Markers of lipid peroxidative damage have been shown to be elevated in individuals with risk factors for cardiovascular disease, and human atherosclerotic plaque contains products resulting from lipid peroxidation. In particular, the presence of fatty acid oxidation products such as hydroxyeicosatetraenoic acids (HETEs) has previously been suggested as a marker of plaque instability and symptomatic cerebrovascular disease.

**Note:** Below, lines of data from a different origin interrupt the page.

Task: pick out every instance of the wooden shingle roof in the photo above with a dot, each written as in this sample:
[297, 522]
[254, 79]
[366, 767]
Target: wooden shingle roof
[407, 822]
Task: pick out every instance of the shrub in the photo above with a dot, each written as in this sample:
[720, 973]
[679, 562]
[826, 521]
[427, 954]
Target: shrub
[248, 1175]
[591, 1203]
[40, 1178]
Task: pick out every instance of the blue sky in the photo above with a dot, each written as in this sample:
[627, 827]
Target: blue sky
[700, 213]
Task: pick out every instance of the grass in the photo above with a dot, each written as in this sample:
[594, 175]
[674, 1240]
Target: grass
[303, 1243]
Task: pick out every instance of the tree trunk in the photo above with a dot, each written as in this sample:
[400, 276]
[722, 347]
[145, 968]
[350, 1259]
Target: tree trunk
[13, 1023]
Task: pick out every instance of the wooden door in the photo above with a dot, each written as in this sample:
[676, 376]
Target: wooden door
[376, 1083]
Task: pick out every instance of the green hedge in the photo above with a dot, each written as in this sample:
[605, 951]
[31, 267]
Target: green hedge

The aim of the present study was to quantitate the levels of various oxidation products of linoleic acid (HODEs) and arachidonic acid (HETEs), respectively, in human atherosclerotic plaque tissue and assess their level in relation to plaque histopathology, symptoms of cerebrovascular disease and preexisting atherosclerotic risk factors. We also assessed the correlation between the levels of the hydroxy fatty acid compounds and F(2)-isoprostanes, an established marker of in vivo free radical mediated oxidation. Hydroxy fatty acid oxidation products were identified in all histological subtypes of advanced plaque. However, there were no significant differences in levels between the histopathologically classified sub-groups or between patients symptomatic or asymptomatic for cerebrovascular disease. Arachidonic acid oxidation products were significantly higher in those subjects who also had symptomatic peripheral vascular disease. The level of linoleic acid oxidation products was significantly higher in individuals who consumed alcohol on a regular basis. While F(2)-isoprostanes and fatty acid oxidation products were highly correlated (P<0.01), levels of the hydroxy fatty acid compounds were 20-40-fold higher than F(2)-isoprostanes. Chiral analysis of the plaque extracts indicated that all HODEs and HETEs originated primarily from non-enzymatic lipid peroxidation. While our results do not support previous reports that fatty acid oxidation products such as the HETEs are associated with plaque instability and symptomatic cerebrovascular disease, further work is warranted to determine the potential of these compounds as circulating markers for underlying atherosclerotic disease and lipid peroxidative stress.